Irish Supreme Court case

Kelly v Trinity College Dublin [2007 IESC 61]; [2007] 12 JIC 1411; is an Irish Supreme Court case in which the Court held that former employments or associations are insufficient, in the absence of other evidence, to disqualify a person from participating in disciplinary or similar tribunals related to that former employment.

== Background ==
Kelly (a student of Trinity College Dublin at the time) made a complaint of bullying against a member of staff. Following internal investigations which rejected his complaint, Kelly appealed to the Visitors to Trinity College Dublin ("Visitors" are part of the oversight structure of Trinity College Dublin). The Visitors decided that they had no jurisdiction to consider the complaint.

Kelly sought to apply for the judicial review of this decision of the Visitors on the basis of the "composition of the Visitors and alleges bias". The application for judicial review was dismissed in the High Court (Abbot J) and was appealed directly to the Supreme Court pursuant to Order 58, Rule 13 of the Rules of the Superior Courts.

Amongst the grounds on which judicial review was sought was that one of the Visitors, Professor Sagarra, was disqualified from the role by reason of objective bias as she had previously been employed by the university and had become a Pro-Chancellor of the university in 1999. Kelly claimed on Professor Sagarra's appointment as Pro-Chancellor she had sworn that she would "uphold the best interests of the University" and so by reason of her career and background, Professor Sagarra would be naturally biased in favour of the university. In making the claim of objective bias, Kelly relied on the test set out by Keane CJ in

He relied on Orange Communications Ltd. v. Director of Telecoms (No. 2) [2000 IESC 79; [2000] 4 IR 159] in which Keane C.J. defined objective bias as the apprehension "that the decision will be set aside on the ground of objective bias where there is a reasonable apprehension or suspicion that the decision maker might have been biased, i.e. where it is found that, although there was no actual bias, there is an appearance of bias."

== Holding of the Supreme Court ==
Fennelly J delivered the sole written judgment, with whom the other judges agreed.

The Supreme Court held that Kelly had not established an arguable case of objective bias against the decision of Professor Sagarra in her role as a Visitor. Noting that "former employments or association" are not sufficient in and of themselves to disqualify someone from participating in a disciplinary or similar tribunal and that Professor Sagarra's position as Pro-Chancellor did not undermine her ability to bring a "fresh and independent mind" to the matters before the Visitors, the Supreme Court cautioned against attempting to list the factors that may or may not give rise to a risk of bias. Citing from the English Court of Appeal case, Locabail (U.K.) Ltd. v.

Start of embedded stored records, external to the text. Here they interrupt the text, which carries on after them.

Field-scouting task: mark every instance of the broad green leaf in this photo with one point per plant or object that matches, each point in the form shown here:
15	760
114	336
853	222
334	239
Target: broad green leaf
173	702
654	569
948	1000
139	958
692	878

Bayfield Properties Ltd [2000] 2 WLR 870; [2000 QB 451], the Supreme Court noted that "[e]verything will depend on the facts"

The Supreme Court therefore held that it would not be a justified step to disqualify an otherwise qualified person from performing an adjudicative role merely because of that person's previous profession, social links or background.

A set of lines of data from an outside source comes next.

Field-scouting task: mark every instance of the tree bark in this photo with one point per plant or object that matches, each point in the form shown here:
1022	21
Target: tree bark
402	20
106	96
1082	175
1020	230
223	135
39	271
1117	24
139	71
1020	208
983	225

During the hearing Kelly also objected to the presence of Macken J on the Supreme Court bench for this case on the basis that Macken J was a graduate of Trinity College Dublin and had been a law lecturer there. This fact was raised by the judges prior to the hearing, but it was only after the hearing had commenced that Kelly raised an objection. The Supreme Court rejected this objection on the basis that past associations by themselves are not sufficient to establish objective bias and do not disqualify judges from performing their professional duties.

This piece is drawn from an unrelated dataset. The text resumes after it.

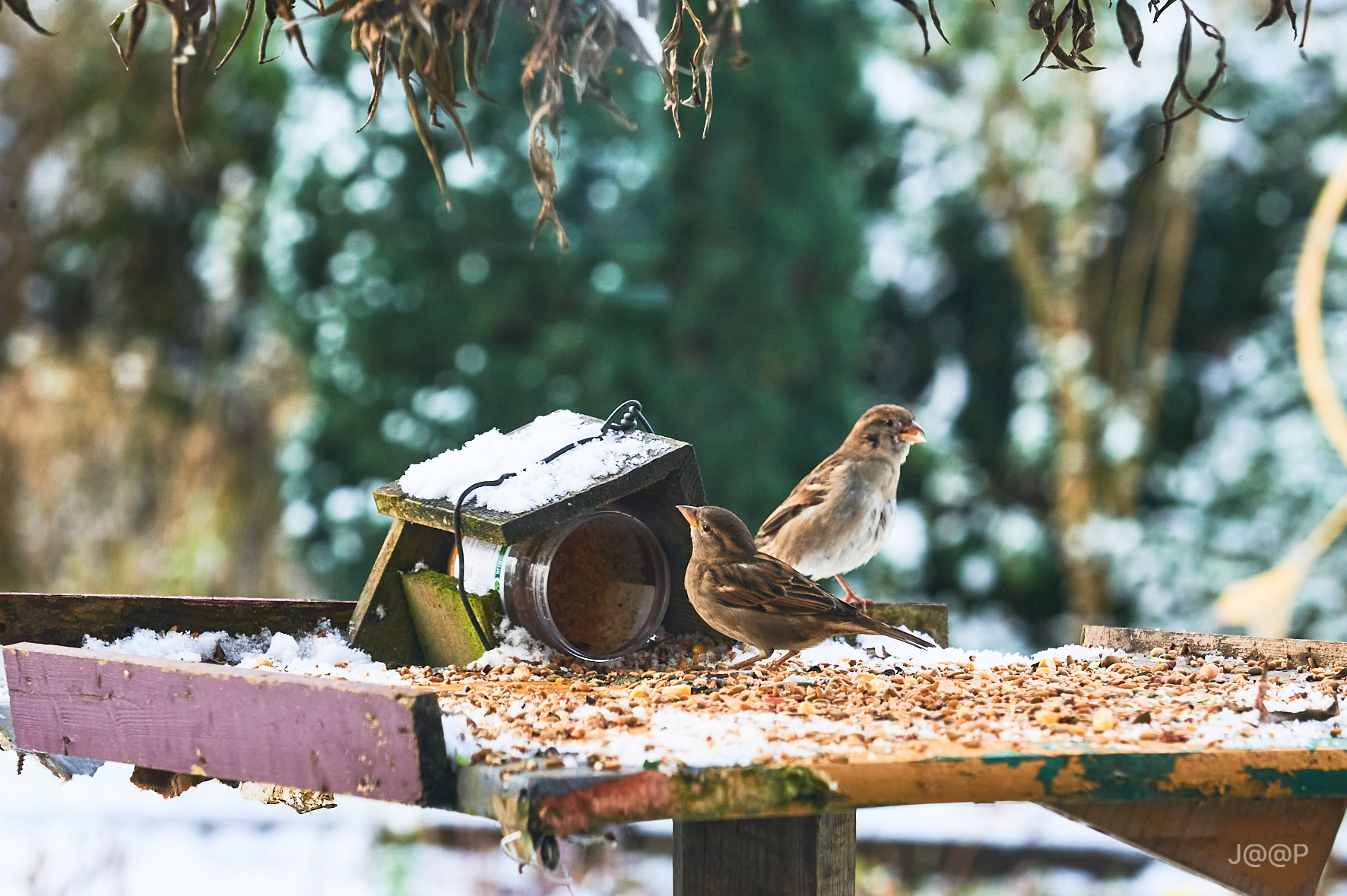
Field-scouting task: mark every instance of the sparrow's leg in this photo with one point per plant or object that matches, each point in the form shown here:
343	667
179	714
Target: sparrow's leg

== Subsequent developments ==
This case was subsequently cited with approval in O'Reilly v Lee [2008 IESC 21, [2008] 4 IR 269] where the Supreme Court in this case to establish that the fact that the President of the High Court appoints certain persons to the Solicitors Disciplinary Tribunal does not, of itself, render the President of the High Court objectively biased. It was also cited with approval in R.V. (A Minor Suing by his Mother and Next Friend K.M.) v Secretary General of the Department of Education and Science, James Hayes, Nora Mary O'Riordan and Elaine Collins (Respondents) and The Board of Management of a School (Notice Party) [2019] IEHC 595 and O'Ceallaigh v An Bord Altranais [2011] IESC 50.